Borrower insurance to repay despite the vagaries of life

Publish-editorial — A real estate project or a major purchase in sight?? You will soon be borrowing money from the bank. You will therefore consider the question of borrower insurance. Definition, obligation, points of attention and guarantees, zoom on all the important points of borrower insurance.

What is borrower insurance?

Borrower insurance is insurance that guarantees you full or partial reimbursement of your loan. This coverage is defined by the guarantees of your insurance. In the majority of cases, the events that give rise to the activation of the insurance are:

  • the death
  • loss of autonomy
  • permanent disability
  • job loss
  • temporary incapacity for work (ITT).

If the part of the insured loan does not exceed 200,000 euros and if the last installment is repaid before your sixtieth birthday, be aware that your insurer can no longer request a medical examination.

Is it mandatory to take out borrower insurance?

Technically, borrower insurance is not compulsory insurance. However, the lender may require it and make it a condition of granting.

In general, it is quite rare that you are forced to take out borrower insurance when taking out consumer credit. However, for a mortgage, it is an almost systematic requirement of banks.

What are the points of attention of a borrower insurance?

Before subscribing to a borrower’s insurance, you must pay attention to certain points. Indeed, these can change radically from one insurer to another. These points of attention are:

  • waiting period and waiting period
  • warranty exclusions (such as the practice of a “risky” sport)
  • age limits
  • the method of coverage (lump sum or indemnity).

What are the possible guarantees of borrower insurance?

Depending on your insurer and your personal choice, your borrower insurance contract may contain guarantees in the event of death, loss of autonomy, permanent disability, loss of employment and temporary incapacity for work. However, not all clauses are automatically present. Let’s see in detail what each of these clauses covers.

The “death” cover of the borrower’s insurance

The “death” cover is always present in a borrower’s insurance contract. However, it is also still subject to an age limit. Thus, it is possible that the period of your “death” coverage is shorter than the total duration of your reimbursement.

Today, the law imposes coverage for death by suicide, subject to specific clauses. These include the destination of the property concerned by the loan and financial issues.

Borrower insurance “loss of autonomy” coverage

To activate the “loss of autonomy” coverage of your insurance contract, you must meet four conditions:

  • you find yourself unable to engage in gainful employment
  • your incapacity must be permanent
  • you must have the absolute obligation to have recourse to the constant assistance of a third person for three of the four acts of everyday life considered ordinary, namely, eating, dressing, moving around and washing yourself
  • you must be below the age limit set in your contract (generally 60 or 65).

In practice, be aware that your insurer will certainly ask you to benefit from a 3rd category disability pension to activate your cover.

The “permanent disability” cover of the borrower’s insurance

In concrete terms, there are two permanent disability covers: total permanent disability and total permanent disability. According to the conditions of your contract, total permanent disability corresponds to:

  • inability to engage in any activities to obtain earnings or profits
  • the inability to perform the activity you were performing at the time of the claim.

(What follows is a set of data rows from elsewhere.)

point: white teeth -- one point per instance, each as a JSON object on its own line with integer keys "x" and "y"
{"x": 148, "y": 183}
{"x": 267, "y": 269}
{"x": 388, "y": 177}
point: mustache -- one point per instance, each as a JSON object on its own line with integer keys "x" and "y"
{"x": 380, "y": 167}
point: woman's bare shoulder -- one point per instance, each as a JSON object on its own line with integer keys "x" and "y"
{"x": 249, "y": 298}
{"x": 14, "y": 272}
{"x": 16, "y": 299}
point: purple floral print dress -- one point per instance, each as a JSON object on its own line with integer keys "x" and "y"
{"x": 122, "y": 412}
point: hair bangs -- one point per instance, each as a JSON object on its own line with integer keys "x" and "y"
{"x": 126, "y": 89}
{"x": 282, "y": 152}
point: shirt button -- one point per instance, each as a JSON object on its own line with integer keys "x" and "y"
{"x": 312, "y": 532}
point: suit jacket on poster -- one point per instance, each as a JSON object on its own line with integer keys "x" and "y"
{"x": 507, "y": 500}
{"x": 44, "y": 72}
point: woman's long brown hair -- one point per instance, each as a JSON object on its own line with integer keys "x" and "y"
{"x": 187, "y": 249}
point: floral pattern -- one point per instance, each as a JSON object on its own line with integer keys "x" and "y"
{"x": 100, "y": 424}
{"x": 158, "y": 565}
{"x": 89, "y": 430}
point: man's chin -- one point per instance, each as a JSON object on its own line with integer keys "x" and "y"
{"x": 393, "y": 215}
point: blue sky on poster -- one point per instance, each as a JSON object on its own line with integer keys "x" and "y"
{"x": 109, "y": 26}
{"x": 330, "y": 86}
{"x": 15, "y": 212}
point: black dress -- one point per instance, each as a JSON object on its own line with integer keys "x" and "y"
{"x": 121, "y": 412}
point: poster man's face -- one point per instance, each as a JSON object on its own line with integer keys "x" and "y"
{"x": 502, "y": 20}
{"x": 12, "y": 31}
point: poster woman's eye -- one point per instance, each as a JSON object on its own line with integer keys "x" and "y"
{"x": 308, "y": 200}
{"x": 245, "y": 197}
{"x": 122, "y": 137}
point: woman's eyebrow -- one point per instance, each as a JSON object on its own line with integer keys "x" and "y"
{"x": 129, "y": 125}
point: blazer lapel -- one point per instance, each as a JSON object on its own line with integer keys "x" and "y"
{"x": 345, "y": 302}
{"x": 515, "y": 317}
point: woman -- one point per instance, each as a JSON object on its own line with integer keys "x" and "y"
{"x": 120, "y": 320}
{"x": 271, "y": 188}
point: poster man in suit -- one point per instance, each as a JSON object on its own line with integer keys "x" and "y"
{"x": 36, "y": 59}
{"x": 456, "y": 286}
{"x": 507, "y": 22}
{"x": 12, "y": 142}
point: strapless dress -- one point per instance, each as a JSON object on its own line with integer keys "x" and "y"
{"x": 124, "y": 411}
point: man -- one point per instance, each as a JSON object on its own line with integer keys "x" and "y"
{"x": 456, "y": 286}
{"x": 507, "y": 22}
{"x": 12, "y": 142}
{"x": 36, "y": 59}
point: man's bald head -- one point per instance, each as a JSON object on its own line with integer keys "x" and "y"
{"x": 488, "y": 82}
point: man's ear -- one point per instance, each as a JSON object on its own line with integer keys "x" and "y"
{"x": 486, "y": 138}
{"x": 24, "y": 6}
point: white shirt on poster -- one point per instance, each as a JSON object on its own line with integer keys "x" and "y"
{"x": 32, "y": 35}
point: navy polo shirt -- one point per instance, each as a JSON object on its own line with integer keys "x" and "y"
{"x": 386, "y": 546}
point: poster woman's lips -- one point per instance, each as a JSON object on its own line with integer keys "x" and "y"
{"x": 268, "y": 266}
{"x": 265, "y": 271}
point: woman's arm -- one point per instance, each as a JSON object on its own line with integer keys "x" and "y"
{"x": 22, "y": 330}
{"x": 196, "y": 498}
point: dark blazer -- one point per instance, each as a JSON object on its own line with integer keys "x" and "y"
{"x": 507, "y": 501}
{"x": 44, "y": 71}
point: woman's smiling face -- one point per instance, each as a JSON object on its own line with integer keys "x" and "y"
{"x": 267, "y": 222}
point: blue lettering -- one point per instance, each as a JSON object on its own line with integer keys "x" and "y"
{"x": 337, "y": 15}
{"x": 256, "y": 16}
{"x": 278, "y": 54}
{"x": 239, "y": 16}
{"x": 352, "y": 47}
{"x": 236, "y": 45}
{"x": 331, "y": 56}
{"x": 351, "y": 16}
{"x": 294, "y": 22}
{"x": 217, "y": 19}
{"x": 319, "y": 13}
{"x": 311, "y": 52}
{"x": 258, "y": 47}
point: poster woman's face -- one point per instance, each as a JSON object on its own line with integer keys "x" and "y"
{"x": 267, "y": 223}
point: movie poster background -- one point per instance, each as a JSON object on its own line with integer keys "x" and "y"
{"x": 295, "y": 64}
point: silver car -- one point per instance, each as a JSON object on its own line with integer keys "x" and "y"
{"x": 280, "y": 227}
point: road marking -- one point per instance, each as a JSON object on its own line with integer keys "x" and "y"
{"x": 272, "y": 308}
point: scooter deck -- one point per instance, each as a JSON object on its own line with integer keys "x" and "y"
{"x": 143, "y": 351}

In general, to obtain total permanent invalidity, your degree of incapacity must be greater than 66%. Partial permanent invalidity occurs when an illness or an accident leaves permanent sequelae. According to the terms of your contract, partial permanent disability occurs when:

  • you are partially incapacitated to carry out any activity allowing you to obtain gains or profits
  • you are partially unfit to carry out the activity which you carried out with your accident or illness.

In general, to obtain permanent partial disability, your degree of disability must be between 33% and 66%.

The “loss of employment” cover of the borrower’s insurance

The terms of compensation for “loss of employment” cover vary greatly depending on the contract. The waiting period, the deductible period and the duration of compensation are the crucial points of your insurance.

Note that in general, the “loss of employment” coverage only comes into play if you have been made redundant and that the cessation of your salaried activity entitles you to the payment of an unemployment benefit.

The “temporary incapacity for work” cover of the borrower’s insurance

Cover for temporary incapacity for work only comes into play in the event of an accident or illness. You must then be recognized as temporarily unfit to carry out either your “normal” activity or any form of remunerated activity according to the conditions of your contract. Your interruption must be total.

Borrowing money for the long term can be risky. You never know what life has in store for you. To ensure that you can repay your loan in full, borrower insurance covers you against the vagaries of life. Think about it.